Des moyens de pression limités face à l'Irak et la Syrie 

Au-delà des positions divergeantes au sein du gouvernement, la France peut-elle vraiment faire pression sur l'Irak et la Syrie ? Le procureur de Paris, François Molins, a récemment rappelé que l'Irak avait "un gouvernement légitime", et avait ainsi "tout à fait le droit de décider" de juger des jihadistes étrangers "lui-même", ou "de les remettre" à leur Etat, note Le Parisien

Auprès de l'Irak, "la République française peut réaffirmer le principe qu'elle est contre la peine de mort, précise Didier Billion. Mais cela aura, à mon avis, peu d'effet d'un point de vue juridique. La France n'a pas à intervenir dans le cours de la justice irakienne ou syrienne." "A quoi bon intervenir ? abonde Wassim Nasr. Quand le gouvernement irakien demandera quelque chose à la France, et que la France refusera, il pourrait très bien décider d'exécuter ces prisonniers français." 

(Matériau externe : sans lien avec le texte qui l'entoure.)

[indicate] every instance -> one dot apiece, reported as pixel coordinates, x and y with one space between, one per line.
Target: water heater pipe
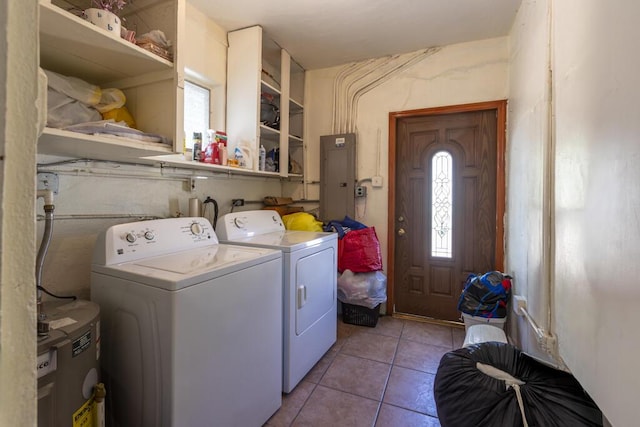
49 207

En revanche, les leviers d'intervention de la France en Syrie sont beaucoup plus incertains. Les forces détenant des jihadistes étrangers, à l'instar des kurdes des Unités de protection du peuple (YPG), "n'ont pas une autorité légitime", a rappelé François Molins. "La visibilité sur le Kurdistan irakien ne dépasse pas les six mois, alerte Wassim Nasr. Qui va garder ces jihadistes ? Et si le YPG décide de livrer des jihadistes à Damas, que fait-on ? C'est un vrai casse-tête." Et les Kurdes "ont tout intérêt à garder les jihadistes étrangers, poursuit Didier Billion. C'est un moyen de pression pour se faire reconnaître auprès de la communauté internationale. Les Kurdes de Syrie savent qu'ils ont une monnaie d'échange et ils vont faire monter les enchères."